Because there is no Third Circuit precedent on point and the parties have not had the opportunity to address this question, the Court will defer its ruling pending supplemental briefing by the parties.
Secondly, presuming for the moment that Patterson may raise the pay-when-paid provision as a defense, there arises a question of fact: Did the government pay Aeroplate for the work performed by U.S. Glass? The Loftus affidavit asserts that it did:
11. Personnel at Aeroplate advised that it had received payment from the government for U.S. Glass' invoices, but had used the money to pay other contractors with older invoices and change orders.

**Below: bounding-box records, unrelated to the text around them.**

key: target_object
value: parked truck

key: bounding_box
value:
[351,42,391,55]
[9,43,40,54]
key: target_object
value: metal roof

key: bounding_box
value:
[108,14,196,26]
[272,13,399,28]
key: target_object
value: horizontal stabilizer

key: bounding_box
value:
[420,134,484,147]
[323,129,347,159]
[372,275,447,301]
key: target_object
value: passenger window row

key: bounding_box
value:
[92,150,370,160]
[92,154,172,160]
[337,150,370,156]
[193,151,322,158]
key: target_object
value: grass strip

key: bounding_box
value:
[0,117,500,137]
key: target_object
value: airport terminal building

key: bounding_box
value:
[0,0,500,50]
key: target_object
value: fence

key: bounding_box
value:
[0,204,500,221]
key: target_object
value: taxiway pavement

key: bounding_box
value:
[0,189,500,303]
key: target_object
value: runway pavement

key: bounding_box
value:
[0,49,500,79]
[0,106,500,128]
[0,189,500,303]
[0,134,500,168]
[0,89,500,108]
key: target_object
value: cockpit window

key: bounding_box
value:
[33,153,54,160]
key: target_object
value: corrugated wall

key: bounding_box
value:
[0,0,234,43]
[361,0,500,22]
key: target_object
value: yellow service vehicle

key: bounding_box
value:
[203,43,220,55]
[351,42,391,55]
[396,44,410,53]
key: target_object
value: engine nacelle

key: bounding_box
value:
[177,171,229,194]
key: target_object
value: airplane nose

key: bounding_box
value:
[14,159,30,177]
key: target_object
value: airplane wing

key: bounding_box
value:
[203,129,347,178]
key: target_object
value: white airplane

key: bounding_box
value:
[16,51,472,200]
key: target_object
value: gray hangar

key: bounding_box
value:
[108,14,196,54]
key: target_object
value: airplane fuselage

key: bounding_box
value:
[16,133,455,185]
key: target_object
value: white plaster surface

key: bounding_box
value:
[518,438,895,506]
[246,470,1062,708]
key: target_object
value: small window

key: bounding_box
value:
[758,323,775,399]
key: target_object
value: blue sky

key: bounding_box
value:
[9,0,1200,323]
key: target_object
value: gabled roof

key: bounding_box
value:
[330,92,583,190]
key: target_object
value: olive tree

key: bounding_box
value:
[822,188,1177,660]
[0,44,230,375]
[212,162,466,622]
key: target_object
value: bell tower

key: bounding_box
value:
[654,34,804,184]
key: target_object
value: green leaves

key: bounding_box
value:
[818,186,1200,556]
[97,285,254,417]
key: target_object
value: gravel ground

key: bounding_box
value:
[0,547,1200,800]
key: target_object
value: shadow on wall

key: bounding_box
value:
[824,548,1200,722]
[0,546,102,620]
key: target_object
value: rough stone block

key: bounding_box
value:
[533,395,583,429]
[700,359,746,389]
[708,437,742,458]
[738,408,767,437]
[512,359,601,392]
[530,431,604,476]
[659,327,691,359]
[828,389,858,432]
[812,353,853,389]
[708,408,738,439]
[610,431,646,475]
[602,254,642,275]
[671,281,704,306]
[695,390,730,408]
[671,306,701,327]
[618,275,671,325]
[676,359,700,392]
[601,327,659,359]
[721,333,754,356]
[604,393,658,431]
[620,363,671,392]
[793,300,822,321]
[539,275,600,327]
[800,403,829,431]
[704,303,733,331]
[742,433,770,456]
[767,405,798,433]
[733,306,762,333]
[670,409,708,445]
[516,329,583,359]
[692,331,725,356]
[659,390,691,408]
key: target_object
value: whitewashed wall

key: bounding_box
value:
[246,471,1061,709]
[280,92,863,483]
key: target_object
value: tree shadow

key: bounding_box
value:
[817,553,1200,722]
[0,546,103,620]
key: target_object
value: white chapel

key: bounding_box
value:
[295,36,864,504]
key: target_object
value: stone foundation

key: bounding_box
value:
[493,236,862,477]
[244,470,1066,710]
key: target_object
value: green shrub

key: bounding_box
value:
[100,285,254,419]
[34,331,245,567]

Aeroplate was issued a check from the Veterans' Administration in January 2012 for such change orders, but Aeroplate did not pay U.S. Glass, despite the representations of their employees that Aeroplate would pay U.S. Glass.Doc. 31-2, p. 60. These hearsay statements, likely inadmissible at trial on the claim against Patterson, do not merit substantial weight for purposes of summary judgment. See Fed.R.Civ.P. 56(c)(4) ("An affidavit . . . used to support or oppose a motion must be made on personal knowledge, set out facts that would be admissible in evidence, and show that the affiant or declarant is competent to testify on the matters stated"). On the other hand, while Patterson has broadly denied that Aeroplate received full payment from the government, see Doc. 6, p. 2, ¶ 12 and p. 5, ¶61; Doc. 37, p. 1-2, he has not produced any evidence to show that payment was withheld (let alone for specific invoices). In lieu of ruling on whether there exists a genuine dispute as to whether Aeroplate received payment for the U.S. Glass invoices, the Court will request the parties to address this issue in supplemental briefing as well.
IV. CONCLUSION
For the foregoing reasons, the Court will grant summary judgment in favor of Redi-Bilt on the Plaintiffs' claims against it; grant summary judgment in favor of XLE on its claim against Patterson; and defer ruling on U.S. Glass' claim against Patterson pending supplemental briefing, which the parties shall submit in accordance with the accompanying Order.